先讓大家每個人各自是不同的 Group ,再透過兩人兩人相同的關係讓他們變成同樣的 Group ,再計算總共有幾個不同的 Group 即可得解。

作法參考:Programming學習筆記-UVa 10583 Ubiquitous Religions

C++(0.060)

/*******************************************************/
/* UVa 10583 Ubiquitous Religions                      */
/* Author: Maplewing [at] knightzone.org               */
/* Version: 2018/05/14                                 */
/*******************************************************/
#include <iostream>
#include <cstdio>
#include <cstdlib>
#include <vector>
using namespace std;

int findRootGroup(vector<int> &groups, int x){
  if(x == groups[x]){
    return x;
  }

  return groups[x] = findRootGroup(groups, groups[x]);
}

bool unionGroups(vector<int> &groups, int x, int y){
  int rootX = findRootGroup(groups, x);
  int rootY = findRootGroup(groups, y);

  if(rootX == rootY){
    return false;
  }

  groups[rootX] = groups[rootY];
  return true;
}

int main(){
  int caseNumber = 1;
  int n, m;
  while(scanf("%d%d", &n, &m) != EOF &&
      n != 0 && m != 0){
    vector<int> groups(n+1, 0);
    for(int i = 1 ; i <= n ; ++i){
      groups[i] = i;
    }

    int groupCount = n;
    for(int religionCase = 0 ; religionCase < m ; ++religionCase){
      int i, j;
      scanf("%d%d", &i, &j);

      if(unionGroups(groups, i, j)) --groupCount;
    }

     printf("Case %d: %d\n", caseNumber++, groupCount);
  }

  return 0;
}

#UVa:11849-CD

比較兩個已排序的序列其共同的部分有多少即可得解。

C++(0.470)

/*******************************************************/
/* UVa 11849 CD                                        */
/* Author: Maplewing [at] knightzone.org               */
/* Version: 2018/05/14                                 */
/*******************************************************/
#include <iostream>
#include <cstdio>
#include <vector>
using namespace std;

int main(){
  int N, M;
  while (scanf("%d%d", &N, &M) != EOF &&
       N != 0 && M != 0){
    vector<int> nCDs(N, 0);
    vector<int> mCDs(M, 0);

    for (int i = 0 ; i < N ; ++i ){
      scanf("%d", &nCDs[i]);
    }

    for (int i = 0 ; i < M ; ++i ){
      scanf("%d", &mCDs[i]);
    }

    int bothOwnCount = 0;
    for (int i = 0, j = 0 ; i < N && j < M ; ){
      if(nCDs[i] == mCDs[j]){
        ++bothOwnCount;
        ++i;
        ++j;
      }
      else if(nCDs[i] > mCDs[j]) ++j;
      else ++i;
    }

    printf("%d\n", bothOwnCount);
  }
  return 0;
}

#UVa:820-Internet Bandwidth

Maximum Flow 的經典題型。可以使用 Maximum Flow 的演算法(像是 Ford-Fulkerson Algorithm 或是 Edmonds-Karp Algorithm)解決。
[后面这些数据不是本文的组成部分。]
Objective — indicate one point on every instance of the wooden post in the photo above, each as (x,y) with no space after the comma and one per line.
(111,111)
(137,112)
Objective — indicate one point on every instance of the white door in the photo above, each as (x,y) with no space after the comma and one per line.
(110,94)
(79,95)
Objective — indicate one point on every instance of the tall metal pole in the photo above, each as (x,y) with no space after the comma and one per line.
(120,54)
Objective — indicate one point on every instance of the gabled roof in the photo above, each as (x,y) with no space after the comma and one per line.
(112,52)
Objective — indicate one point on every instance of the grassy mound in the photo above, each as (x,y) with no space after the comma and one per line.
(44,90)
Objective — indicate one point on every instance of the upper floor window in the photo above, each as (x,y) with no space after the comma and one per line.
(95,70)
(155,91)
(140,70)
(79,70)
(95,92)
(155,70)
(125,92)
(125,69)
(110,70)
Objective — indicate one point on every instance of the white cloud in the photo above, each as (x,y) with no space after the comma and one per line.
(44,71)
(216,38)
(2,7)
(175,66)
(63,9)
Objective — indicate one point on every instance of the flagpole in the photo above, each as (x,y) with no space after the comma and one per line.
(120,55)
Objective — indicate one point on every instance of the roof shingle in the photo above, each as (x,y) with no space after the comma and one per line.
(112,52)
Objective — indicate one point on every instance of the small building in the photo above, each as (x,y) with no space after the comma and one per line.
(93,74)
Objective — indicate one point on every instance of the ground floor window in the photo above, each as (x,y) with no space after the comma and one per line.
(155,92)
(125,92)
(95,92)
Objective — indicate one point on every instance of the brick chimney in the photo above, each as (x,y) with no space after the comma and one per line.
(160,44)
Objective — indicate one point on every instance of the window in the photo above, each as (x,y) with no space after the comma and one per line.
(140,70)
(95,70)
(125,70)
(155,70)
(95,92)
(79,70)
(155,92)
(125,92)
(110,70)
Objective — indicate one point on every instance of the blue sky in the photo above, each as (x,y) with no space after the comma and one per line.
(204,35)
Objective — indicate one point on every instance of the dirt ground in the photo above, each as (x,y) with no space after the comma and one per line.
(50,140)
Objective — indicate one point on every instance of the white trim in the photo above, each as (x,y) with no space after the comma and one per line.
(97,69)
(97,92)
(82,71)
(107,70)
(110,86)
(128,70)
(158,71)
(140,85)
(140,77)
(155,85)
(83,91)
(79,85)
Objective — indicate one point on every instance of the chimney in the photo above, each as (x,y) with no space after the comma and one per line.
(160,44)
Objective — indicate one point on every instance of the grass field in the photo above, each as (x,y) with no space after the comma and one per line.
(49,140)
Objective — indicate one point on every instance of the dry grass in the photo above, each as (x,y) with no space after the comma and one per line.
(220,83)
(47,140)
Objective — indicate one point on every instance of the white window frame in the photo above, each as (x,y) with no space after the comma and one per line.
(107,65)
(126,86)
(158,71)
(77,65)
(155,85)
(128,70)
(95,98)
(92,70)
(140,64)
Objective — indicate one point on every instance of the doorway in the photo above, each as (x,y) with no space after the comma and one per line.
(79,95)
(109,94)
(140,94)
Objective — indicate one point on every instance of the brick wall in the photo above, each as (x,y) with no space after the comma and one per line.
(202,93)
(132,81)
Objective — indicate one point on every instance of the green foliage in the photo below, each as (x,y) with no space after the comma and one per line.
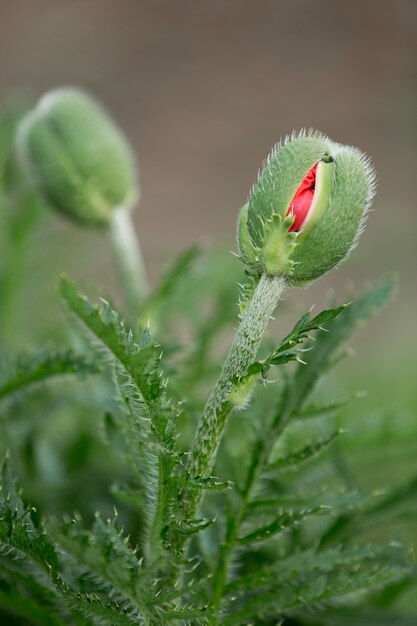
(260,551)
(289,529)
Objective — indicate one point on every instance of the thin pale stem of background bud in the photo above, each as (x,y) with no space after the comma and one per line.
(129,260)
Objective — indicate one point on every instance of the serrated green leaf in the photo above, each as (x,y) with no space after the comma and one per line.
(284,521)
(30,371)
(303,454)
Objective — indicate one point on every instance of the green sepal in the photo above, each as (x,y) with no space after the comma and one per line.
(249,254)
(278,246)
(242,390)
(283,171)
(76,157)
(330,239)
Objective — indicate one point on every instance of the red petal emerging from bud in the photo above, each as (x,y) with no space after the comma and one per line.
(301,203)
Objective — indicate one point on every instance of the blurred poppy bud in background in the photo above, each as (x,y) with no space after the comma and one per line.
(307,208)
(77,158)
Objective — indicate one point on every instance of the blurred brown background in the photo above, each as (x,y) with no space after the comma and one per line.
(204,89)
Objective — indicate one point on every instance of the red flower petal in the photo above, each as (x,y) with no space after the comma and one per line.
(301,203)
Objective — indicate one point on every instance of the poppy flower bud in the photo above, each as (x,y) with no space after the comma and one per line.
(76,157)
(307,208)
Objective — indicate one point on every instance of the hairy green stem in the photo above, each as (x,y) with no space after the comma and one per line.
(218,409)
(260,458)
(129,260)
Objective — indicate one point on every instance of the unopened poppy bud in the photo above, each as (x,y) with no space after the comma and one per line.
(76,157)
(306,210)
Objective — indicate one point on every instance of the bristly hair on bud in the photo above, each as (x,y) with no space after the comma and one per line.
(307,209)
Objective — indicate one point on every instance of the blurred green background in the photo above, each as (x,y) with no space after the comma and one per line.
(203,90)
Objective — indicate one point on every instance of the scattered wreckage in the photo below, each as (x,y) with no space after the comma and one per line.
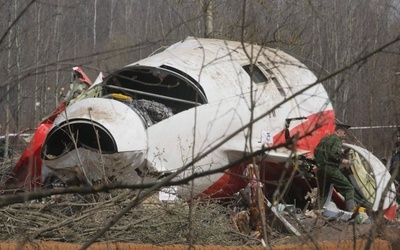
(200,106)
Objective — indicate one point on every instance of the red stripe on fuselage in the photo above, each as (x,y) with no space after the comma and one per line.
(317,125)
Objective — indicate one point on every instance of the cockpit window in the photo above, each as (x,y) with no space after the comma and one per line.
(261,74)
(256,74)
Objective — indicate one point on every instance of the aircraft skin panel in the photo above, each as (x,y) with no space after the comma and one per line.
(217,105)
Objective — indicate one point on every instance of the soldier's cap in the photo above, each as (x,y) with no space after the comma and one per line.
(342,126)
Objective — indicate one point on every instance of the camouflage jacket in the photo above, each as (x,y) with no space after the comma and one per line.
(328,151)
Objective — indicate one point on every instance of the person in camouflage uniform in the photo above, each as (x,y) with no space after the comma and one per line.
(328,157)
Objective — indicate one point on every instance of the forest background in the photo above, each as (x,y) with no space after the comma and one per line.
(40,42)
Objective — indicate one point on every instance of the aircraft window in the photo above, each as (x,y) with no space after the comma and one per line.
(273,78)
(257,75)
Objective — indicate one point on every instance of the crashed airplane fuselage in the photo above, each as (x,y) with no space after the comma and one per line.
(203,100)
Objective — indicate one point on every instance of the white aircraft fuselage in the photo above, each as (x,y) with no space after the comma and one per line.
(207,100)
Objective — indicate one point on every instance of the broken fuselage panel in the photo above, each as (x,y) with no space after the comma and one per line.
(207,100)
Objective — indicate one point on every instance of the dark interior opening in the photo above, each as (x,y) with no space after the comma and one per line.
(165,85)
(77,134)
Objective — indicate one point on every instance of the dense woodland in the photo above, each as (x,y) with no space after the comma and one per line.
(40,42)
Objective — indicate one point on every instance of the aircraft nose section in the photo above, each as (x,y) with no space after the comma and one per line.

P.S. 題目中,給予 a 到 b 的 bandwidth 的部分 a b bandwidth 有可能會給予好幾組相同的 a, b ,故要全部加總起來去做運算。

參考:Programming學習筆記 – UVa 820 Network Bandwidth

C++(0.010)

/*******************************************************/
/* UVa 820 Internet Bandwidth                          */
/* Author: Maplewing [at] knightzone.org               */
/* Version: 2018/05/14                                 */
/*******************************************************/
#include <iostream>
#include <cstdio>
#include <cstdlib>
#include <vector>
#include <queue>
using namespace std;

const int FLOW_MAX_VALUE = 10000000;

int getMaxFlow(const vector<vector<int>> &capacity, int s, int t, int n){
  int result = 0;
  vector<vector<int>> flow(n+1, vector<int>(n+1, 0));
   while(true){
     vector<int> bottleneck(n+1, 0);
     bottleneck[s] = FLOW_MAX_VALUE;
     queue<int> bfsQueue;
     bfsQueue.push(s);

     vector<int> previousNode(n+1, 0);

     while(!bfsQueue.empty() && bottleneck[t] == 0){
       int current = bfsQueue.front();
       bfsQueue.pop();
       for(int next = 1; next <= n ; ++next){
         if(bottleneck[next] == 0 && capacity[current][next] > flow[current][next]){
           bfsQueue.push(next);
           previousNode[next] = current;
           bottleneck[next] = min(bottleneck[current], capacity[current][next] - flow[current][next]);
         }
       }
     }

    if(bottleneck[t] == 0) break;   
     for(int current = t; current != s; current = previousNode[current]){
       flow[previousNode[current]][current] += bottleneck[t];
       flow[current][previousNode[current]] -= bottleneck[t];
     }

     result += bottleneck[t];
   }

   return result;
}

int main(){
  int testcase = 1;
  int n;
  while(scanf("%d", &n) != EOF && n != 0){
    vector<vector<int>> capacity(n+1, vector<int>(n+1, 0));

    int s, t, c;
    scanf("%d%d%d", &s, &t, &c);

    int a, b, bandwidth;
    for(int i = 0 ; i < c ; ++i){
      scanf("%d%d%d", &a, &b, &bandwidth);
      capacity[a][b] += bandwidth;
      capacity[b][a] += bandwidth;
    }

    printf("Network %d\n", testcase++);
    printf("The bandwidth is %d.\n\n", getMaxFlow(capacity, s, t, n));
  }

  return 0;
}

#UVa:10613-Mushroom Misery

將方格以 y 軸整數窮舉,對於每一個 y 找出每個圓在此 y 上所佔的 x 範圍為多少,得到所有 x 範圍後合併出來並計數即可得到該 y 行方格被佔掉幾格,窮舉完後再加總就可以得到全部所佔的方格數。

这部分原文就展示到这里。